The Global Historical Climatology Network monthly (GHCNm) dataset provides monthly climate summaries from thousands of weather stations around the world. The initial version was developed in the early 1990s, and subsequent iterations were released in 1997, 2011, and most recently in 2018. The period of record for each summary varies by station, with the earliest observations dating to the 18th century. Some station records are purely historical and are no longer updated, but many others are still operational and provide short time delay updates that are useful for climate monitoring. The current version (GHCNm v4) consists of mean monthly temperature data, as well as a beta release of monthly precipitation data.
NCEI uses GHCN monthly to monitor long-term trends in temperature and precipitation. It has also been employed in several international climate assessments, including the Intergovernmental Panel on Climate Change 4th Assessment Report, the Arctic Climate Impact Assessment, and the "State of the Climate" report published annually by the Bulletin of the American Meteorological Society.

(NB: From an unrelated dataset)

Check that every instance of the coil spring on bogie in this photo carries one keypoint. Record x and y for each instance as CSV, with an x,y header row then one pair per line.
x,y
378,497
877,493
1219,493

- Expanded set of station temperature records
- More comprehensive uncertainties for calculating station and regional temperature trends
Data Utilities and Inventory Files
- Directions on Decompressing and Extracting Files
- Includes description of inventory file and format of data files [measurement, quality, and source flags
- Station-level Metadata
- Station-level information on the data source, monthly mean temperatures, and trends for unadjusted and adjusted data.
- Metadata Read-me
Version 4 combines data from a variety of sources for a total 26,000 monthly temperature stations compared to 7,200 in v2 and v3.
- Global Historical Climatology Network–daily dataset (GHCNd; Menne et al. 2012)
- This primary source consists of temperature observations that have been combined with the original monthly sources used in previous versions of GHCNm.
- International Surface Temperature Initiative (ISTI; Rennie et al. 2013)
- Station data collected and merged under the auspices of the ISTI.
Menne, M. J., C. N. Williams, B.E. Gleason, J. J Rennie, and J. H. Lawrimore, 2018: The Global Historical Climatology Network Monthly Temperature Dataset, Version 4. J. Climate, in press. doi:10.1175/JCLI-D-18-0094.1.
GHCNm v4 uses the same set of quality control (QC) algorithms applied to v3 with some additions. The checks and associated flags are shown in Table 1. Further details regarding the quality control checks are available in the version 4 Algorithm Theoretical Basis Document.
|Table 1. Quality Assurance Checks Applied to GHCNm Version 4 Temperatures|
|Data Problem||Description of Check|
|Inter-Station Duplicate Check (E Flag)||Identifies a station’s monthly values when they are duplicated in any year of another station’s data (annual data must have at least 3 years of data and at least 12 values within 0.015 deg C|
|Consecutive Month Duplicate Check (W Flag)||Used to identify duplicate retransmission and mislabeling of previous month's temperature for current month. Occurs in GTS transmitted CLIMAT bulletins|
|Series Duplication (D Flag)||Identifies duplication of data between years within the same station record|
|World Record Extremes Check (R Flag)||Identifies temperatures that fall outside the range of the highest and lowest monthly mean maximum and minimum temperature values|
|Isolated Value(s) (L Flag)||Identifies single data months or small clusters of data that are isolated in time. A single datum, or a cluster, of consecutively spaced data (up to three consecutive months) is examined to see if the time period before and after the data (or cluster) contain 18 consecutive months of missing data, or more, both before and after the datum (or cluster)|
|Streak Check (K Flag)||Identifies runs of the same value (non-missing) in five or more consecutive months|
|Climatological Outlier (O Flag)||Identifies temperatures that exceed their respective climatological bi-weight means for the corresponding station and calendar month by at least five bi-weight standard deviations|
|Spatial Inconsistency 1 (S Flag)|
Any value found to be between 2.5 and 5.0 bi-weight standard deviations from the bi-weight mean is more closely scrutinized by examining the 5 closest neighbors (not to exceed 500.0 km) and determining their associated distribution of respective z-scores. At least one of the neighbor stations must have a z score with the same sign as the target and its z-score must be greater than or equal to the z–score listed in column B (below), where column B is expressed as a function of the target z-score ranges (column A)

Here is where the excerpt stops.